Like most spaces in The Kendeda Building, the rooftop garden serves many purposes and helps contribute to the building’s performance. The approximately 5,000 square foot rooftop garden consists of a honeybee apiary, pollinator garden, blueberry orchard, and a laboratory. These elements help satisfy the Urban Agriculture Imperative requirement while simultaneously offering valuable curriculum and research opportunities. 

As with most rooftop gardens, The Kendeda Building contains catchments to help manage rainwater runoff. It also helps mitigate the urban heat island effect by reducing the amount of heat radiated back into the surrounding area. The PV array overhangs onto the rooftop garden providing occupants with shade thereby extending its use into more months of the year.

The Kendeda Building provides a model for sustainable and productive infrastructure that supports pollinators and pollinator habitat conservation awareness. The Georgia Tech Urban Honey Bee Project is an interdisciplinary undergraduate research and education program focused on the impact of urban habitats on honey bees. This unique program has located their hives on The Kendeda Building rooftop garden. 
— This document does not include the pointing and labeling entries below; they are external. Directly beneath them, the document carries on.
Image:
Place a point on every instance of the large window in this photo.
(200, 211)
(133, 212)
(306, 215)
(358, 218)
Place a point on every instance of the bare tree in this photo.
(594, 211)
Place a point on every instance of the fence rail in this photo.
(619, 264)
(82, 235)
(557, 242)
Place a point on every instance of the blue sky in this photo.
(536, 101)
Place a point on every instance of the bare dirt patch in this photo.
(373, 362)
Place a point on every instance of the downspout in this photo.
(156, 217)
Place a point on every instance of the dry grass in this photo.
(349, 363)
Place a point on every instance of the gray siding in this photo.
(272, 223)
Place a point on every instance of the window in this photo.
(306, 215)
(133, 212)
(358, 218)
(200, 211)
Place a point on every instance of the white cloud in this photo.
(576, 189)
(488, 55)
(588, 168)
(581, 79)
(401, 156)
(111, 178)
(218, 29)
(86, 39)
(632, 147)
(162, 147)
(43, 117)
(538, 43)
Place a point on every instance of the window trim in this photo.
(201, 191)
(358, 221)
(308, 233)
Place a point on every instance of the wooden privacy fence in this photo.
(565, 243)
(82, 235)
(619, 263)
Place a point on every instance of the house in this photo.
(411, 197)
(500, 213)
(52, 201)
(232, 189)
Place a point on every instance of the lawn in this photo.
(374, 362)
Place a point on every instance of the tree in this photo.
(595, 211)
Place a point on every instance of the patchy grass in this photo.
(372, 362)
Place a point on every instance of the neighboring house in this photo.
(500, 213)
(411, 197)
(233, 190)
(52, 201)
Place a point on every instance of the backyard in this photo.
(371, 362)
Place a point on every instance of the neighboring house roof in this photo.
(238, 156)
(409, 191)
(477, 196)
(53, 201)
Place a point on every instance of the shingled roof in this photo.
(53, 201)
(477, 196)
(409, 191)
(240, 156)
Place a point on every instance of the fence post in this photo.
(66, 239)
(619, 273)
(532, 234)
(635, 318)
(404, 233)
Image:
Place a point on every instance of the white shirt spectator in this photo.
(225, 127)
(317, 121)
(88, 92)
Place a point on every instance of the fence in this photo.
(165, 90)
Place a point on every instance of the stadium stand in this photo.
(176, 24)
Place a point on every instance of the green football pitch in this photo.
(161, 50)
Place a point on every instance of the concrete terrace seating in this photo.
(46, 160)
two students showing vegetables while standing on the rooftop garden a man standing on the rooftop garden displaying a squash that was grown there Group of students learning on the rooftop garden
Petal: Beauty
Imperative 20: Inspiration + Education
 
A Flexible Auditorium

The Kendeda Building is a multidisciplinary, non-departmental academic space. Rather than serving a single subject like architecture or civil engineering, it was intentionally designed to welcome a broad range of students and introduce them, through the built environment, to regenerative design in action.

At the core of the building is a flexible auditorium that seats 176 in a classroom layout. Large enough to host high-enrollment courses across disciplines, it also supports lectures, symposia, workshops, and major public events, for example an Atlanta mayoral debate, a town hall with the U.S. Secretary of Energy, and a tri-state governors' summit featuring Georgia, Tennessee, and Virginia.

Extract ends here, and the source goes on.